Para ver buenos ejemplos de su obra.

El elefante y el árbol

De Jin Pin Lee texto e ilustraciones. Col. Trampantojo. Thule Ediciones. Barcelona. 2011.

En los años 60 Tomi Ungerer sorprendió con las páginas azules y negras de “Los tres bandidos” con las que construía la noche perfecta para su historia. A partir de aquí muchos han sido los libros que nos han contado sus aventuras en blanco sobre negro, bien porque la noche era la protagonista, como en los juegos de “Buenas noches” (Ángels  Navarro) o en el relato “Luna llena” (Antoine Guilloppé); porque realzaba el toque humorístico que rodea a los protagonistas espectrales como en “¡Qué risa de huesos!” (Allan Ahlberg  y Janet Ahlberg) y en la serie de Los fantasmas (Jacques Duquennoy); porque era un libro con letras fosforescentes como en “La luna, cuento para leer a oscuras” (Ignasi Valios i Buñuel); o porque se trataba de recoger el sentir de protagonistas ciegos, como en  “Cierra los ojos” (Victoria Pérez Escribá y Claudia Rannunci) y “Siete ratones ciegos”  (Ed Young).

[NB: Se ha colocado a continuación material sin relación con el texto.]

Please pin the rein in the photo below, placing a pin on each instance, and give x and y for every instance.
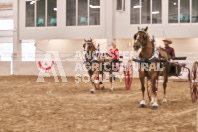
(95, 56)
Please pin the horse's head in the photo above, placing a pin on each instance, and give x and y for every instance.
(88, 45)
(140, 38)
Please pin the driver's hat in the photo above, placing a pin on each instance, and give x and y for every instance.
(167, 40)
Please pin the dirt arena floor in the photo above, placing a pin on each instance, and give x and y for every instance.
(28, 106)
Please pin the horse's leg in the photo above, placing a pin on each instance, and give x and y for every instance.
(154, 78)
(141, 77)
(165, 84)
(100, 81)
(92, 78)
(111, 80)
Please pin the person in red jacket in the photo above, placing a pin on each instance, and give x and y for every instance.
(170, 50)
(114, 52)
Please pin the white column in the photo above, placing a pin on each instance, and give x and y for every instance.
(109, 21)
(16, 41)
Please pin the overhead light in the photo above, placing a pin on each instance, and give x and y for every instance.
(55, 9)
(137, 6)
(92, 6)
(155, 12)
(32, 2)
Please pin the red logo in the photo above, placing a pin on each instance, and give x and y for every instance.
(45, 66)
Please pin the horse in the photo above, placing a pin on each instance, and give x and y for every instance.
(96, 64)
(148, 49)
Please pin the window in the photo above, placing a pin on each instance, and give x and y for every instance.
(82, 12)
(173, 11)
(135, 12)
(28, 52)
(71, 13)
(30, 13)
(41, 13)
(51, 14)
(6, 24)
(145, 14)
(180, 13)
(146, 11)
(94, 16)
(119, 4)
(194, 11)
(157, 11)
(184, 11)
(6, 50)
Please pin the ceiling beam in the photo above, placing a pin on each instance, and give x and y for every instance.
(6, 6)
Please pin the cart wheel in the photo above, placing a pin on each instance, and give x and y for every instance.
(96, 82)
(149, 87)
(193, 87)
(128, 75)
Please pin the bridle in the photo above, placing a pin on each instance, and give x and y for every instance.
(144, 38)
(95, 54)
(87, 44)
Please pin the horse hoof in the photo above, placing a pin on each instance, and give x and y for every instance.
(164, 103)
(102, 88)
(92, 92)
(154, 107)
(142, 106)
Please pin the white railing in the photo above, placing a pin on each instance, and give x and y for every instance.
(6, 2)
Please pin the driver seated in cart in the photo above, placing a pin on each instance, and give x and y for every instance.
(171, 51)
(114, 52)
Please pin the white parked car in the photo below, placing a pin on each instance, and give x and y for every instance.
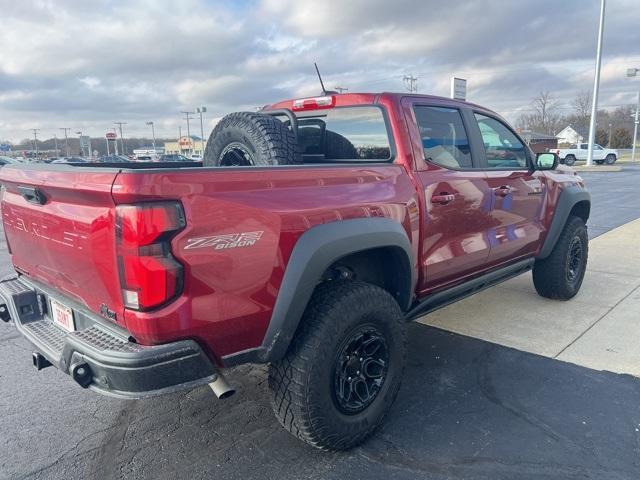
(575, 152)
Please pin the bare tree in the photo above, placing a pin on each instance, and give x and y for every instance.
(581, 110)
(543, 116)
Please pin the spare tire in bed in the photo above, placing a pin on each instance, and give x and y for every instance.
(246, 138)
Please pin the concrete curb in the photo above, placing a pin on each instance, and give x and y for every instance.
(598, 168)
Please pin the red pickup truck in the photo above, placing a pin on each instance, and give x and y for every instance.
(308, 236)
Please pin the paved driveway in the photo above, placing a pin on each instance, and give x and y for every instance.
(467, 409)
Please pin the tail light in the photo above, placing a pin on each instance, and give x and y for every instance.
(314, 103)
(149, 275)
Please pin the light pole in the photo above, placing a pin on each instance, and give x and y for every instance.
(201, 110)
(153, 136)
(596, 87)
(186, 114)
(633, 72)
(66, 139)
(81, 147)
(35, 140)
(124, 152)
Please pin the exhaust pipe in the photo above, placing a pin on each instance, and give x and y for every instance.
(221, 388)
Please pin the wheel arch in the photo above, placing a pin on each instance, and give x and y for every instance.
(573, 200)
(351, 243)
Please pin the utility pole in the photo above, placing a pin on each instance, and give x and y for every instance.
(124, 152)
(35, 140)
(66, 139)
(411, 83)
(81, 147)
(153, 136)
(633, 72)
(596, 87)
(115, 144)
(201, 110)
(186, 114)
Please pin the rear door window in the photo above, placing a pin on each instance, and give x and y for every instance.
(503, 149)
(444, 138)
(344, 134)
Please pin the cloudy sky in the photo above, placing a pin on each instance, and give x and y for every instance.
(85, 64)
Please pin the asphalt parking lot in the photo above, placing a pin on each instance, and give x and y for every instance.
(468, 409)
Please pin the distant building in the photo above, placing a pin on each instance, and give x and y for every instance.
(571, 134)
(185, 146)
(539, 142)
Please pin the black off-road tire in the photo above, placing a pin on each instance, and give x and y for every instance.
(557, 276)
(245, 139)
(304, 393)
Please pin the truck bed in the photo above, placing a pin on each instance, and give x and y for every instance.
(69, 241)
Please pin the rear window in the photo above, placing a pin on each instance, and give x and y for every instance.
(344, 134)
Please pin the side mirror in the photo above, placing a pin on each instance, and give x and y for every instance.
(547, 161)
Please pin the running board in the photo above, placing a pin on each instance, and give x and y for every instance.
(450, 295)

Ahora estamos ante un libro cuya cubierta y páginas en negro no responde a ninguna de esas motivaciones. Muy al contrario son el fondo, el escenario completo de una ilustración minimalista solo de unas líneas, de unos trazos que, además, aparecen utilizándose dos colores únicamente: el verde y el blanco. Y tanto el negro del fondo como los colores de las líneas toman un importante papel en la construcción de la historia que camina entre la sencillez y la metáfora.

La historia de esta ex-azafata de Singapur, su primer libro, nos habla de un bebé elefante que tiene un gran amigo, un pequeño árbol. Con el paso del tiempo entre ambos se fortalece una amistad basada en la lealtad y el cariño. Pero lo idílico de la infancia (lo idílico de la naturaleza en sí misma) se rompe con la aparición de los hombres que talarán al árbol y apresarán al elefante. Afortunadamente con la madera del árbol hacen una silla para montar sobre el mismo elefante, lo que les permitirá superar la libertad perdida a través de la compañía de la amistad y el valor de los recuerdos que juntos evocan.

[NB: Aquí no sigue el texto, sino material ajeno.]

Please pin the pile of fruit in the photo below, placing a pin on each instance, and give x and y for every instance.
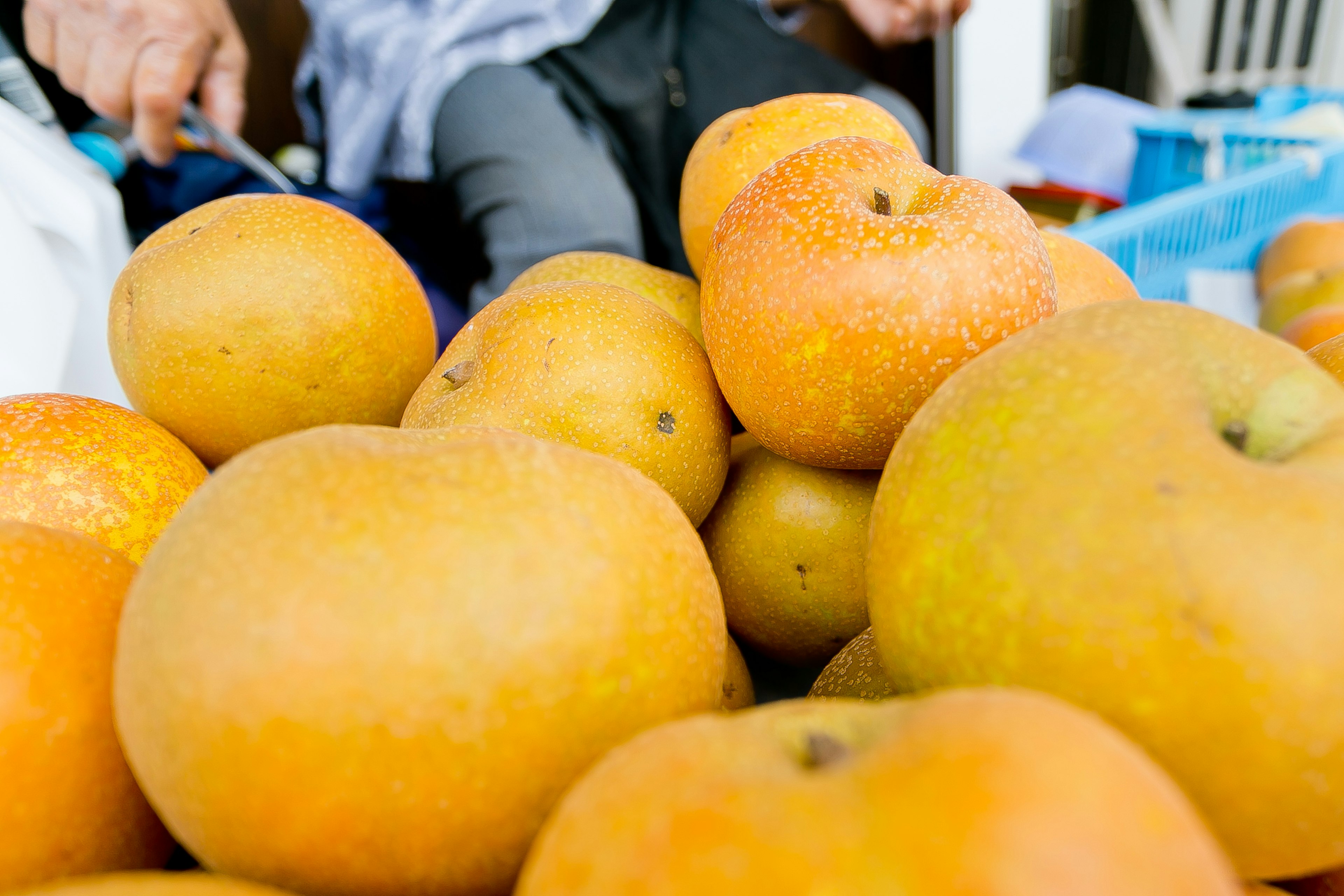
(1074, 565)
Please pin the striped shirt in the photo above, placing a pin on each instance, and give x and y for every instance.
(382, 69)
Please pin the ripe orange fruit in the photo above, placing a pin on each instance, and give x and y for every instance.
(846, 284)
(84, 465)
(744, 143)
(256, 316)
(369, 660)
(1084, 274)
(68, 801)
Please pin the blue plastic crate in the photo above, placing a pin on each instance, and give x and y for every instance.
(1275, 103)
(1172, 148)
(1217, 226)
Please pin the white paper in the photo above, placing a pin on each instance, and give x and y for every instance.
(1227, 293)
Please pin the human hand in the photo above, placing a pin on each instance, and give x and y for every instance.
(139, 59)
(891, 22)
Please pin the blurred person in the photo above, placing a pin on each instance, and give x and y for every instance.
(555, 124)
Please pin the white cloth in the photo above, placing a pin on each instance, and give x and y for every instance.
(384, 68)
(62, 244)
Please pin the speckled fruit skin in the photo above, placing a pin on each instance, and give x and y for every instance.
(1315, 326)
(89, 467)
(155, 883)
(828, 324)
(366, 662)
(592, 366)
(738, 692)
(1084, 274)
(1307, 246)
(1331, 357)
(68, 801)
(964, 792)
(787, 543)
(1300, 293)
(855, 672)
(256, 316)
(744, 143)
(675, 293)
(1068, 515)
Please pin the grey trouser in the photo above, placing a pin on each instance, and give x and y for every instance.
(534, 181)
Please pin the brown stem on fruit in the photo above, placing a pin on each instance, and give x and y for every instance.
(881, 201)
(824, 750)
(1236, 434)
(460, 373)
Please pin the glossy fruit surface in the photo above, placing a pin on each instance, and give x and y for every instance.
(68, 801)
(89, 467)
(964, 792)
(675, 293)
(261, 315)
(590, 366)
(744, 143)
(389, 652)
(830, 323)
(1138, 507)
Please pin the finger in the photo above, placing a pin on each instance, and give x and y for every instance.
(224, 85)
(107, 88)
(40, 33)
(164, 77)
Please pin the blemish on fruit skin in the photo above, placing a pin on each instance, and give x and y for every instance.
(823, 750)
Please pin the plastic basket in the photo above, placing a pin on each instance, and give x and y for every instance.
(1275, 103)
(1174, 149)
(1217, 226)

Este sencillo cuento esconde una completa reivindicación de amor y respeto por la naturaleza y que no es una pose de la autora, quien ya estuviera implicada con temas conservacionistas y realizando reportajes filmados de estos animales. Para proteger a los elefantes, el 5% de los ingresos del libro se entregan a una asociación que defiende sus derechos. De ahí esa dedicatoria “para los sin voz”.

Y de cómo somos las personas quienes ponemos en peligro la vida natural, lo muestra con los colores de las letras en verde mientras todo es natural y descolorido en blanco cuando todo se estropea con la llegada de los hombres. También el recuadrar en blanco, a modo de marco de tiza efímera, los recuerdos de ambos manifiesta la presencia humana: lo que ya no se vive porque no se permite, solo se puede evocar a modo de flash-back.

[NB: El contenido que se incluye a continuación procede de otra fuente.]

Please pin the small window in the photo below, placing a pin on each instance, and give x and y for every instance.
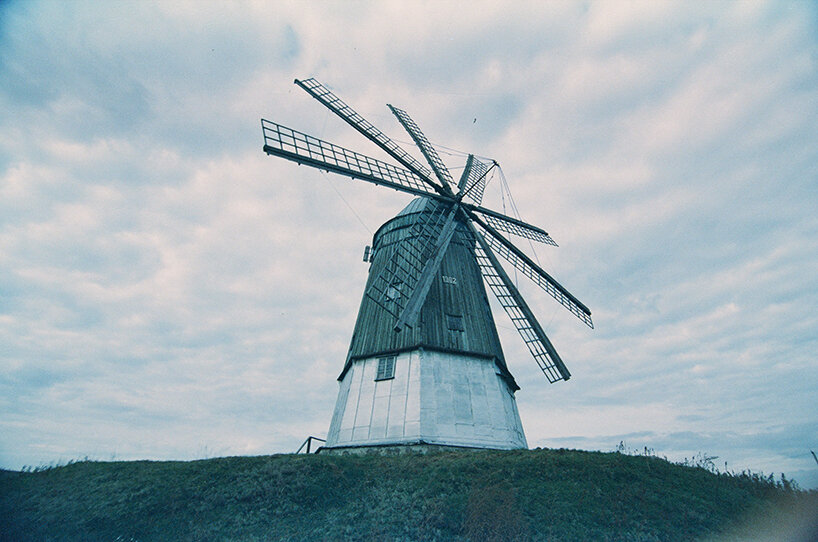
(455, 322)
(386, 368)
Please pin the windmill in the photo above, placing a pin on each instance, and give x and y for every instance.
(425, 365)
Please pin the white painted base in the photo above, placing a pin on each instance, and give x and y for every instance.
(435, 398)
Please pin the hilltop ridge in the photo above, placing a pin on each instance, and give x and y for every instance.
(450, 495)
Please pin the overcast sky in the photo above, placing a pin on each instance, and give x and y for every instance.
(168, 291)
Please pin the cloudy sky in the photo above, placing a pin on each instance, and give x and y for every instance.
(168, 291)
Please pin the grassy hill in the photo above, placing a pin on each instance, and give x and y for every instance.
(484, 495)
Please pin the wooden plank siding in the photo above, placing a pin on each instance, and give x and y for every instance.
(462, 293)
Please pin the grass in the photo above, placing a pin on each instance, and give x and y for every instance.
(484, 495)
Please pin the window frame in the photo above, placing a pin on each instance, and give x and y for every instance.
(386, 368)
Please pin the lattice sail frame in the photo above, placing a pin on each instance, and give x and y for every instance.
(418, 256)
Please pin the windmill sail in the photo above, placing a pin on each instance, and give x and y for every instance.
(305, 149)
(337, 106)
(423, 144)
(511, 225)
(542, 279)
(473, 181)
(521, 316)
(412, 254)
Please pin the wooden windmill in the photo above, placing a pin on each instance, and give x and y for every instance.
(425, 365)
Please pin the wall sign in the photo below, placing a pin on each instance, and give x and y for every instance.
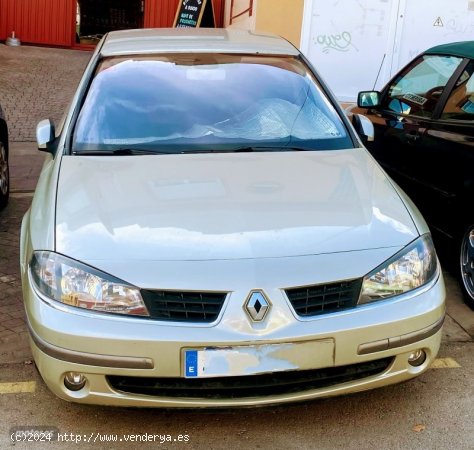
(195, 14)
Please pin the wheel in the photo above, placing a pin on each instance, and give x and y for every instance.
(4, 176)
(467, 265)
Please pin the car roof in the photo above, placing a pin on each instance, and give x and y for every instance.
(463, 49)
(193, 40)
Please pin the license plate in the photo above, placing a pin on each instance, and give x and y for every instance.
(255, 359)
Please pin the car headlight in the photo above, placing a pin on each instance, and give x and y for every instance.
(411, 268)
(76, 284)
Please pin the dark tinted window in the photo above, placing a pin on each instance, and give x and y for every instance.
(417, 90)
(460, 105)
(184, 102)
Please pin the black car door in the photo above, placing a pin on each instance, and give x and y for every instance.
(449, 142)
(405, 128)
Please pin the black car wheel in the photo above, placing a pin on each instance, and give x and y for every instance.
(4, 176)
(467, 265)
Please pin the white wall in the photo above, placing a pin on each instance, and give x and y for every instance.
(350, 41)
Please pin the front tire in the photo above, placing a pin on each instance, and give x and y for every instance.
(4, 176)
(466, 259)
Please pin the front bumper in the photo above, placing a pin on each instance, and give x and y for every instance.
(118, 348)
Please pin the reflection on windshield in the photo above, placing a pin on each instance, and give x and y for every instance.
(221, 101)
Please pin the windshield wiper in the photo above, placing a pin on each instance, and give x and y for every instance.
(269, 148)
(120, 151)
(251, 149)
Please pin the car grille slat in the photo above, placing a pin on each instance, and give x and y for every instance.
(203, 307)
(310, 301)
(277, 383)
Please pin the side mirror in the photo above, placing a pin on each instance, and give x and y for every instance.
(45, 134)
(368, 99)
(364, 128)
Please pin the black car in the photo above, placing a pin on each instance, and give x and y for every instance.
(4, 175)
(424, 138)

El libro, del que podemos encontrar las cinco primeras páginas en la web de la editorial pinchando, aquí. se ha convertido en un fenómeno editorial, con un gran reconocimiento y premios en Singapur y traducciones y premios internacionales.

Esto ha motivado en gran manera a su autora que ha montado una página web sobre el libro y un blog.